The association between XRCC6/Ku70, an upstream player in the DNA double-strand break repair system, and the risk of nasopharyngeal carcinoma (NPC) was examined. In this case-control study, 176 NPC patients and 352 cancer-free controls were genotyped, and the associations of XRCC6 promoter T-991C (rs5751129), promoter G-57C (rs2267437), promoter G-31A (rs132770), and intron 3 (rs132774) polymorphisms with NPC risk were evaluated. NPC tissue samples were also assessed for their XRCC6 mRNA and protein expression by real-time quantitative reverse transcription PCR and Western blotting, respectively. With regard to the XRCC6 promoter T-991C, the TC and CC genotypes were associated with a significantly increased risk of NPC compared with wild-type TT genotype (adjusted odds ratio 2.02 and 3.42, 95% confidence interval 1.21-3.32 and 1.28-8.94, P=0.0072 and 0.0165, respectively). The mRNA and protein expression levels for NPC tissues revealed significantly lower XRCC6 mRNA and protein expression in the NPC samples with TC/CC genotypes compared to those with the TT genotype (P=0.0210 and 0.0164, respectively). These findings suggest that XRCC6 may play an important role in the carcinogenesis of NPC and could serve as a chemotherapeutic target for personalized medicine and therapy.

Association of X-ray repair cross-complementing-6 genotypes with childhood leukemia.

BACKGROUND: The Non-homologous end-joining repair gene XRCC6/Ku70 plays an important role in the repair of DNA double-strand breaks (DSBs), and has been found to be involved in the carcinogenesis of many types of cancers including oral, prostate, breast and bladder cancer. However, the contribution of XRCC6 to childhood leukemia has yet to be studied. In the present study, we investigated the association of XRCC6 genotypes with the risk of childhood leukemia. MATERIALS AND METHODS: Two hundred and sixty-six patients with childhood leukemia and an equal number of age-matched healthy controls recruited in Central Taiwan, were genotyped investigating these polymorphisms' association with childhood leukemia. RESULTS: As for XRCC6 promoter T-991C, patients carrying the TC genotype had a significantly increased risk of childhood leukemia compared with the TT wild-type genotype [odds ratio (OR)=2.30, 95% confidence interval (CI)=1.38-3.84, p=0.0047]. Meanwhile, the genotypes of XRCC6 promoter C-57G, A-31G and intron3 were not statistically associated with childhood leukemia risk.
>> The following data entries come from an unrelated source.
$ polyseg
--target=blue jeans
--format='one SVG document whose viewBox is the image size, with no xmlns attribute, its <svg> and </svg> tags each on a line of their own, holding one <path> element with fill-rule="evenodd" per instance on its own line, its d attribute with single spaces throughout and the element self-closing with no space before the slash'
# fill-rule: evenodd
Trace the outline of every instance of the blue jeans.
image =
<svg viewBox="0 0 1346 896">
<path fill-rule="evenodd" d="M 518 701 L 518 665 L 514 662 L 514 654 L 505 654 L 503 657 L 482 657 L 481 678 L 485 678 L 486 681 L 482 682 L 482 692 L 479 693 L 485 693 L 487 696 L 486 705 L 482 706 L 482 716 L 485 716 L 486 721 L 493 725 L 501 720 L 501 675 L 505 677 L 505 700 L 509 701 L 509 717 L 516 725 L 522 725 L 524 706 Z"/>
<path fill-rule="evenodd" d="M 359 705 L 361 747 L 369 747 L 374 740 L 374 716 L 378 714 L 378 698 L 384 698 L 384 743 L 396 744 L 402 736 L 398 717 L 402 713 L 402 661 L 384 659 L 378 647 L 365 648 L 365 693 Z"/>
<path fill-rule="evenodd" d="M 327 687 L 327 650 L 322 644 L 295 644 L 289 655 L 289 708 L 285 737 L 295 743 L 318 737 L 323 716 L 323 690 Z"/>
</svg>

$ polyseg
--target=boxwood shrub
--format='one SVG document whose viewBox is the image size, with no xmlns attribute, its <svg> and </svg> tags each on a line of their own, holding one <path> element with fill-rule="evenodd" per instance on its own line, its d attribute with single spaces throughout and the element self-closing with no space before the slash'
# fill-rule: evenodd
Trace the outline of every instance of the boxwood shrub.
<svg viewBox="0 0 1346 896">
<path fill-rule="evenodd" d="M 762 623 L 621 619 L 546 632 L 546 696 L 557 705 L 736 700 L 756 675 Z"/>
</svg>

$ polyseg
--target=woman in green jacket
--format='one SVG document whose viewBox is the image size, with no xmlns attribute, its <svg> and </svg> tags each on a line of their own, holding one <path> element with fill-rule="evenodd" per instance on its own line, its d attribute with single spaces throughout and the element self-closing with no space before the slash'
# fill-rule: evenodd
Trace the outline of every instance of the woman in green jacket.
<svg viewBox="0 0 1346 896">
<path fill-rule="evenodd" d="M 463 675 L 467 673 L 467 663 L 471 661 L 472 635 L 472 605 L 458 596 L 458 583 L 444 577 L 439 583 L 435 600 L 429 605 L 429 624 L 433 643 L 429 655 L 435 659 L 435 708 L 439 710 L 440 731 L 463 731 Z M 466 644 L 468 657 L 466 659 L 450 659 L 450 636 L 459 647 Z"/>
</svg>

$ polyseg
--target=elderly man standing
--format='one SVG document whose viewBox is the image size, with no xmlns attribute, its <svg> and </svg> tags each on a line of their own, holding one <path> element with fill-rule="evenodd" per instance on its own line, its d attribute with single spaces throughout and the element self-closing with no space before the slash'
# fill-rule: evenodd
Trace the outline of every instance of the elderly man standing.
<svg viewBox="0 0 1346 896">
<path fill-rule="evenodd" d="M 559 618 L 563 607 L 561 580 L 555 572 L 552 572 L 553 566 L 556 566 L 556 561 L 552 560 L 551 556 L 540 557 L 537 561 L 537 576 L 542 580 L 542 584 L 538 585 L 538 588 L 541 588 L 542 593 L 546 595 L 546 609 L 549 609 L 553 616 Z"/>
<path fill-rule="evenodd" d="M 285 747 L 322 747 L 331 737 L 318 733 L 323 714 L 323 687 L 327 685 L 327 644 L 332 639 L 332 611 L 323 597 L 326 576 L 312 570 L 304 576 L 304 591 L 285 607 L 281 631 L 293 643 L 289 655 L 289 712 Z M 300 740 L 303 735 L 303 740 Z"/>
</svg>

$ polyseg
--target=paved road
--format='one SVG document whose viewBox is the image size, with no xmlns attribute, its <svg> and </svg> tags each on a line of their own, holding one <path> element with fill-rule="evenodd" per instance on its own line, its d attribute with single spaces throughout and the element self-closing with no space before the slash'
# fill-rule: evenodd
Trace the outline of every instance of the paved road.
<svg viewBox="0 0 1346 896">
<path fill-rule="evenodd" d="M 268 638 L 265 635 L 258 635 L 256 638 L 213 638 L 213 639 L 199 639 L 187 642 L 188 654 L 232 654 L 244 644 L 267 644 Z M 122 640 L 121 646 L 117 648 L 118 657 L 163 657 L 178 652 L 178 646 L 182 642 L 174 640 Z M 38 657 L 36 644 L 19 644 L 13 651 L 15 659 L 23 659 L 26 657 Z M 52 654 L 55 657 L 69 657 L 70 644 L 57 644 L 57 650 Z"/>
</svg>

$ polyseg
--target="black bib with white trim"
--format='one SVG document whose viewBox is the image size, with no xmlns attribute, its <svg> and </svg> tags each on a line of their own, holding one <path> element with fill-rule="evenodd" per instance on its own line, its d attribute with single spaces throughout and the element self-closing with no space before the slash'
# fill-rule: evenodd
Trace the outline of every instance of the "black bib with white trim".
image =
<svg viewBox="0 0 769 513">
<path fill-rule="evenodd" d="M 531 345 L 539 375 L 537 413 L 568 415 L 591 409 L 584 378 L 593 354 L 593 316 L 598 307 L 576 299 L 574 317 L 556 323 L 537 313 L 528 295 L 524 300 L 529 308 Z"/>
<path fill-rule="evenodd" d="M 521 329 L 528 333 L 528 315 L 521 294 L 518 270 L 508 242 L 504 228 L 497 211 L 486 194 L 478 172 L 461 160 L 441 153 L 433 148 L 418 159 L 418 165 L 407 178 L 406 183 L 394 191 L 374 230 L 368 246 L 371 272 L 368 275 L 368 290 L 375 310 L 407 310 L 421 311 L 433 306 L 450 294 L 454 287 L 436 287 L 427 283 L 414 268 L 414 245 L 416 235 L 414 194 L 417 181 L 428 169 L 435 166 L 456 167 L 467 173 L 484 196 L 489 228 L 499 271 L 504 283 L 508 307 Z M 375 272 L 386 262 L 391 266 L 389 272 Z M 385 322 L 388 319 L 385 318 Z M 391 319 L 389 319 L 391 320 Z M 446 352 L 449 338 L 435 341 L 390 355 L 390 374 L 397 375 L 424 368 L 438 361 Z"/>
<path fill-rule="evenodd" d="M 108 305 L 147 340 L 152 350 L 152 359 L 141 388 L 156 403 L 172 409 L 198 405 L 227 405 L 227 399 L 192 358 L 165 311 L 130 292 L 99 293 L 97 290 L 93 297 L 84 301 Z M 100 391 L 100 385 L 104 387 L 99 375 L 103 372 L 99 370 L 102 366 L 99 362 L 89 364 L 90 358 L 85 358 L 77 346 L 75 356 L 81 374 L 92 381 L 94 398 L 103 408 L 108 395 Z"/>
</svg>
CONCLUSION: Our findings suggest that the XRCC6 genotype could serve as a predictor of childhood leukemia risk and XRCC6 could serve as a target for personalized medicine and therapy.

Predictive role of XRCC5/XRCC6 genotypes in digestive system cancers.

Cancers are a worldwide concern; oral, esophageal and gastrointestinal cancers represent important causes of cancer-related mortality and contribute to a significant burden of human health. The DNA repair systems are the genome caretakers, playing a critical role in the initiation and progression of cancers. However, the association between the genomic variations of DNA repair genes and cancer susceptibility is not well understood. This review focuses on the polymorphic genotypes of the non-homologous end-joining DNA repair system, highlighting the role of two genes of this pathway, XRCC5 and XRCC6, in the susceptibility to digestive system cancers and discussing their potential contributions to personalized medicine.